Mr. Carter is just now turning 2 but has already been deemed a tall man. He is expected to be well over 6-feet tall, which means he will likely get the attention of coaches at school. Of course, it is far too soon to determine whether or not my son will even be interested in sports but if what my male friends have said is true it won’t matter. Coaches will approach him anyway and it will rest on him to answer the call. If Mr. Carter doesn’t want to be an athlete, he’ll say no. If he does, he may be willing to try them all. The latter scenario is what I want to make sure I influence in the right way.
I am a proud graduate of the University of Tennessee. While on campus I attended several sporting events, but the majority of my paraphernalia at home represents UT football. From a framed jersey to replicas of football helmets, it is evident that football has long been my favorite sport. Until now. How can I cheer loudest for the guys at Neyland Stadium in front of my son, yet tell him he is not allowed to play the game?

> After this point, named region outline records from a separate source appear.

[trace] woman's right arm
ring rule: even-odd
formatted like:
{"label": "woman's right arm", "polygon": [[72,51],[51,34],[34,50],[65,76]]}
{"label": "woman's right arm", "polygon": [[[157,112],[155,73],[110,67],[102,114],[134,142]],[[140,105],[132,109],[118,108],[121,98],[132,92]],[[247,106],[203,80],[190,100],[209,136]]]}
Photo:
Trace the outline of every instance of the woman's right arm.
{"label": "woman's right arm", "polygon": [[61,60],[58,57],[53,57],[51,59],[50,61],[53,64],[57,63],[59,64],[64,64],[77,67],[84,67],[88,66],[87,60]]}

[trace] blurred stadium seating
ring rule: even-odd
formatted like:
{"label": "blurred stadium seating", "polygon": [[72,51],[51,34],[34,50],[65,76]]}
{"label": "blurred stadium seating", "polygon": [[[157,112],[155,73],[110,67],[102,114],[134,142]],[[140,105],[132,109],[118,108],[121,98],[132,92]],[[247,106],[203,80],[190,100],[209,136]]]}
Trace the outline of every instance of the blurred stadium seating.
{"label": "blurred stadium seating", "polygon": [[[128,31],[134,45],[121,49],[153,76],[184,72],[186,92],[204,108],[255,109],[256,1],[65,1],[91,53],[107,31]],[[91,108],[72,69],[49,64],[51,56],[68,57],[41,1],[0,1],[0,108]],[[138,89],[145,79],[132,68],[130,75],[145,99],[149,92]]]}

I am a believer that indirect influence by parents is more effective than directly lecturing to a child, so I have decided that other sports must overtake football as a priority in my house. I took down the framed jersey and donated it to Children’s Healthcare of Atlanta, and will replace it with a Pat Summit tribute. I have purchased more Braves attire and have soccer balls in the house. I will return to the sport I played as a student, tennis, and will make the feel of a hardcourt as familiar to him as it was to me. I will still cheer for my Volunteer football team, but just not as exclusively as before.
I know I am not the only factor in my child’s life, and he will make his own decisions on what his preferences are. As his mother, his safety is supposed to be my top priority, and if I become the mother of an athlete I’d much rather mend a broken leg or busted knee than actively contribute to the destruction of his beautiful mind.